Whereas the Truth lies behind that, tester can’t be everywhere, know everything, or do everything. It’s not about a one-person software show where they can control everything from start to finish.

We should fix there many factors that go into deciding whether or not to release or even. Tester’s role isn’t to stand in front of the source control repository, refusing to let anything through that doesn’t meet their standards.

Whereas their work is to report on what they see and give an estimation of the risks involved in the possible courses of action.

10. Anyone can Test

Anyone can anything from coding to playing the guitar or be a manager and CEO, etc. But as everything needs experience, practicing, and learning testing does need the same. To be a really good tester needs a specific mindset. Though the testers work to close with the developers but too far from the real users, they advocate what is the best behaviour of the product/software and continuously stick to the position to provide a good future for the product and users.

They also need to handle any emotional involvement when issues are classified as “working as expected” because the code dictates the behaviour.

“Pretty good testing is easy to do (that’s partly why some people like to say ‘testing is dead’ — they think testing isn’t needed as a special focus because they note that anyone can find at least some bugs some of the time). Excellent testing is quite hard to do.” — James Bach

To put it in a nutshell, everyone can not be a good tester. But, they should know the software testing definition.

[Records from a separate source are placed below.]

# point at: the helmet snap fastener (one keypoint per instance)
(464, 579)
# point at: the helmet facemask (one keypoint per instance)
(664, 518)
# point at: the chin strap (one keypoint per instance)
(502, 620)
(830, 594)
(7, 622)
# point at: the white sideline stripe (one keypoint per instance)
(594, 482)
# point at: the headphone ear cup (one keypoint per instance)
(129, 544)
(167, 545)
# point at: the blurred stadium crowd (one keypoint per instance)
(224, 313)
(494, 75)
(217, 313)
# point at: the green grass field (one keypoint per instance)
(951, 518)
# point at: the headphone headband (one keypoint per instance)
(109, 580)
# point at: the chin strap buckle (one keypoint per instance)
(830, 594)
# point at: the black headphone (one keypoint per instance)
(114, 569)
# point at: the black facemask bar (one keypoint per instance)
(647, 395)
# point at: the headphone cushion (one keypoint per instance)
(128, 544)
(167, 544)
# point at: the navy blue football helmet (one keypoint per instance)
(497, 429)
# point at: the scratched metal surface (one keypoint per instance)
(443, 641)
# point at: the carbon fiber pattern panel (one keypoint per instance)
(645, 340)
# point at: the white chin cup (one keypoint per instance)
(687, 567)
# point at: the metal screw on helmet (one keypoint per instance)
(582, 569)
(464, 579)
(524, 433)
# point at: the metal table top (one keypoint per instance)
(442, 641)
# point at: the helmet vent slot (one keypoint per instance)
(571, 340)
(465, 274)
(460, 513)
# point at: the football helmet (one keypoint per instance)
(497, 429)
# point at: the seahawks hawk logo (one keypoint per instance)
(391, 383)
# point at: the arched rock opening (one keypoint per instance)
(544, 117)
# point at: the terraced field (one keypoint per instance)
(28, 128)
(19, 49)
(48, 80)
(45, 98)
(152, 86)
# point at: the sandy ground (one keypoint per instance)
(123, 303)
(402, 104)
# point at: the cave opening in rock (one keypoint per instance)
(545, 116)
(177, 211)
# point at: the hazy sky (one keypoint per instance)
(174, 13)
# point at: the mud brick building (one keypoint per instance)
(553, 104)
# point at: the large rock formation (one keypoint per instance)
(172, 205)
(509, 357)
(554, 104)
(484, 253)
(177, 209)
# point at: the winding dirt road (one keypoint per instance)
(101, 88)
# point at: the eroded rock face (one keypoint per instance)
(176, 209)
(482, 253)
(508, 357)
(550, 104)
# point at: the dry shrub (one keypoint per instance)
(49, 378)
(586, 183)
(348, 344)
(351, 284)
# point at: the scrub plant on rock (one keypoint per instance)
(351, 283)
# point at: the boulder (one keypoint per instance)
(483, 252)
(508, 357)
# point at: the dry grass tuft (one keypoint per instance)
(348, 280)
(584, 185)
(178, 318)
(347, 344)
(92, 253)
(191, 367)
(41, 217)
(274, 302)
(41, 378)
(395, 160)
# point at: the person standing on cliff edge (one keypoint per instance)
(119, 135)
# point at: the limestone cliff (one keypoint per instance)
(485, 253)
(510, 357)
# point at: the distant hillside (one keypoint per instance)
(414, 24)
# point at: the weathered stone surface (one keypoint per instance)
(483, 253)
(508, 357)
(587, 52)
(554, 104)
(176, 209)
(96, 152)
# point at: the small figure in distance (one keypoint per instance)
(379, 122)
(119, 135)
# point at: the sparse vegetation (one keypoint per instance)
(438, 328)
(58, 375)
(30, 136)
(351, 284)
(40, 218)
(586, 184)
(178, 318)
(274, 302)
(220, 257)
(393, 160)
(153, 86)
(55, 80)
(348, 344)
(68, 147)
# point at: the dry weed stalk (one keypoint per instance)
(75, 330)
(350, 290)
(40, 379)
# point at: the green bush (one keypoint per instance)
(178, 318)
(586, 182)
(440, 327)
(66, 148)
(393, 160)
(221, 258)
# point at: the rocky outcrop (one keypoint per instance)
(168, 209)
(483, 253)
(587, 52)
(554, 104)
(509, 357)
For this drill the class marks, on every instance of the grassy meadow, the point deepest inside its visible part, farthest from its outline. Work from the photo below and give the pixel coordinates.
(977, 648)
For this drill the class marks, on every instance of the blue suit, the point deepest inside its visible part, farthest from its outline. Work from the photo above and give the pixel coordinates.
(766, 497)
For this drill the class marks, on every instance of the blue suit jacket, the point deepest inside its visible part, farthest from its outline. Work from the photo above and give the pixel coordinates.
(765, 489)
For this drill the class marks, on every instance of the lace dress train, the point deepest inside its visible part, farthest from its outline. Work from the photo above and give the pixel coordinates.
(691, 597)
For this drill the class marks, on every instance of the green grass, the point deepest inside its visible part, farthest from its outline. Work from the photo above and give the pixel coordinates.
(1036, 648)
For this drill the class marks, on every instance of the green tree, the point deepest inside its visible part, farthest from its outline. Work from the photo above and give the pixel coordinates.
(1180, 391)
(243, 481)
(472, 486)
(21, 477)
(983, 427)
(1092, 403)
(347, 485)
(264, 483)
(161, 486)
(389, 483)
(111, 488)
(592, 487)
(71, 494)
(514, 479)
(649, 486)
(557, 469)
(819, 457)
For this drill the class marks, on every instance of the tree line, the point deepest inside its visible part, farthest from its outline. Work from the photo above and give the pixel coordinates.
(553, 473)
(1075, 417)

11. Software Testing Slows Down

The product is driven by organizations such as the need to be first to market, extremely pressuring the speed of development. Once the project schedules slip, testing time gets squeezed the foremost. There is advancement in software development platforms on the behalf of software testing tools and available as open-source/freeware, which considerably facilitates in speeding up the development. Besides, software development methodologies like agile. However, traditional testing ways like manual or automation haven’t enhanced the pace of a similar to the advances. This ends up with the thought that testing slows down the process, as it hasn’t rushed up the development process over time.

Summing Up

We hope that this article has cleared some misconceptions about software for testing for you and Software for testing helps to resolve all these issues. Make sure that you stay away from these misconceptions if you already are, or starting to test software professionally. Software for testing help in resolving the issues before launching the software in the market. If you have anything to add or ask, please feel free to use the comments section below.